02 November 2012

Breaches

The UK Information Commissioner has imposed a Civil Monetary Penalty of £150,000 on the Greater Manchester Police.

The Commissioner indicates that
ICO investigation into a data breach at Greater Manchester Police has concluded with the force being fined for failing to take appropriate measures against the loss of personal data. 
The action was prompted by the theft of a memory stick containing sensitive personal data from an officer’s home. The device, which had no password protection, contained details of more than a thousand people with links to serious crime investigations. 
The ICO found that a number of officers across the force regularly used unencrypted memory sticks, which may also have been used to copy data from police computers to access away from the office. Despite a similar security breach in September 2010, the force had not put restrictions on downloading information, and staff were not sufficiently trained in data protection. 
The findings prompted the Information Commissioner to use his powers under the Data Protection Act to impose a Civil Monetary Penalty of £150,000. Greater Manchester Police paid that penalty yesterday, taking advantage of a 20 per cent early payment discount (£120,000).
The Commissioner has elsewhere reported that social care charity Norwood Ravenswood has been smacked with a £70,000 penalty "after highly sensitive information about the care of four young children was lost after being left outside a London home".
 A social worker, who worked for Norwood Ravenswood Ltd, left the detailed reports at the side of the house on 5 December 2011 after attempting to deliver the items to the children’s prospective adoptive parents. At the time neither occupant was at the house, but when they returned to the property the reports were gone.
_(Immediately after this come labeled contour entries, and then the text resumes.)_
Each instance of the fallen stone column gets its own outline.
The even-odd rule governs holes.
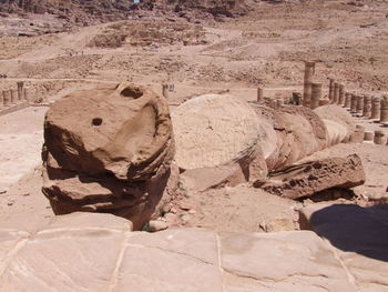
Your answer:
[[[378,144],[378,145],[385,145],[387,142],[386,133],[380,130],[375,131],[374,142],[375,144]]]
[[[298,199],[331,188],[354,188],[365,180],[361,160],[353,154],[293,164],[273,172],[268,181],[256,181],[253,185],[279,197]]]
[[[305,75],[304,75],[304,88],[303,88],[303,105],[310,108],[312,102],[312,82],[315,71],[314,61],[305,61]]]
[[[388,123],[388,95],[381,98],[380,123]]]
[[[365,95],[363,117],[370,118],[370,115],[371,115],[371,97]]]
[[[377,98],[377,97],[372,98],[370,119],[372,119],[375,121],[379,121],[380,120],[380,110],[381,110],[380,98]]]

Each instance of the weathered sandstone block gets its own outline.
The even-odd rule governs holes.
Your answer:
[[[151,90],[120,84],[58,101],[44,121],[43,193],[57,214],[109,212],[139,230],[172,195],[169,108]]]

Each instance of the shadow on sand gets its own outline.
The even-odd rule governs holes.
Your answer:
[[[343,251],[388,262],[388,204],[334,204],[314,212],[310,225]]]

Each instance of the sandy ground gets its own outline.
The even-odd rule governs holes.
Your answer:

The information has never been recovered. 
The reports contained sensitive information, including details of any neglect and abuse suffered by the children, along with information about their birth families. The ICO’s investigation found that the social worker had not received data protection training, in breach of the charity’s own policy, and received no guidance on how to send personal data securely to prospective adopters.
The reports provide a useful perspective in considering current Australian proposals regarding data breach regulation.